Что было чистой правдой — он проверил всех, кто мог заменить Галу, и не нашел никого и вполовину столь же хорошего. В дальнейшем необходимо будет создать условия, при которых в медицину придет больше мужчин.

Госпожа Сампрас молчала, пока диктатор тряс ей руку. Сохраняя на лице выражение совершенно бесстрастное, она вытянула свою ладонь из его — прозаично, как будто ладонь была инструментом или тампоном, который ей еще пригодится.

Сидеть здесь посетителям было не на чем, и она стояла, перекладывая докторский саквояж из левой руки в правую, и пока диктатор оглядывал ее с головы до ног, изучала кабинет.

Она с удивлением обнаружила, что кабинет был именно таким, каким он ей представлялся, каким может воображаться ребенку кабинет диктатора. Массивный красного дерева письменный стол с обилием кожаных папок и пожелтевших бумаг на нем. За столом — мягкое вращающееся кресло, в котором диктатор мог с немалым удобством нежиться. На одной из стен — портрет диктатора, маслом, а может быть, огромная цветная фотография, умело подделанная под масло. Незанавешенное, выходящее во внутренний двор окно. И все. Никаких больше столов, кресел, книжных шкафов, застекленных ящичков, никаких инструментов для исполнения функций более сложных, чем одобрение или порицание — что первым в голову взбредет. Ничего, указывающего на недиктаторские черты диктаторской личности. Ни шкатулок крышками, ни клюшек для гольфа, ни безделушек, ни плакатов западных кинозвезд, ни оленьих голов на стенах, ни свисающих с потолка изваяний Мадонны. Ничего. В речах своих президент бахвалился тем, что у него нет иных интересов, иного досуга, кроме неустанных забот о процветании страны. И теперь Гала видела, что это чистая правда.

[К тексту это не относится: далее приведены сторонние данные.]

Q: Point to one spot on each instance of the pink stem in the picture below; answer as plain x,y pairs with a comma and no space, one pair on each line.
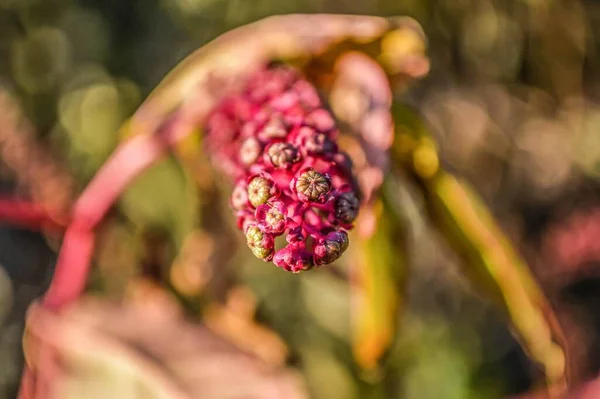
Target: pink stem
72,267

— Ну что ж, может быть, взглянете на мои рентгеновские снимки, — предложил старик.

— Хорошо, — отрывисто согласилась она.

Диктатор вручил ей папку с серебристо-серыми картинками. Госпожа Сампрас изучила их одну за другой, поднимая к солнечному свету, вливавшемуся в окно за его спиной. Украдкой она время от времени опускала взгляд чуть ниже, всматриваясь сквозь прозрачные пленки в лицо диктатора. Ей представлялось, что она сумела бы различить на этом лице страх.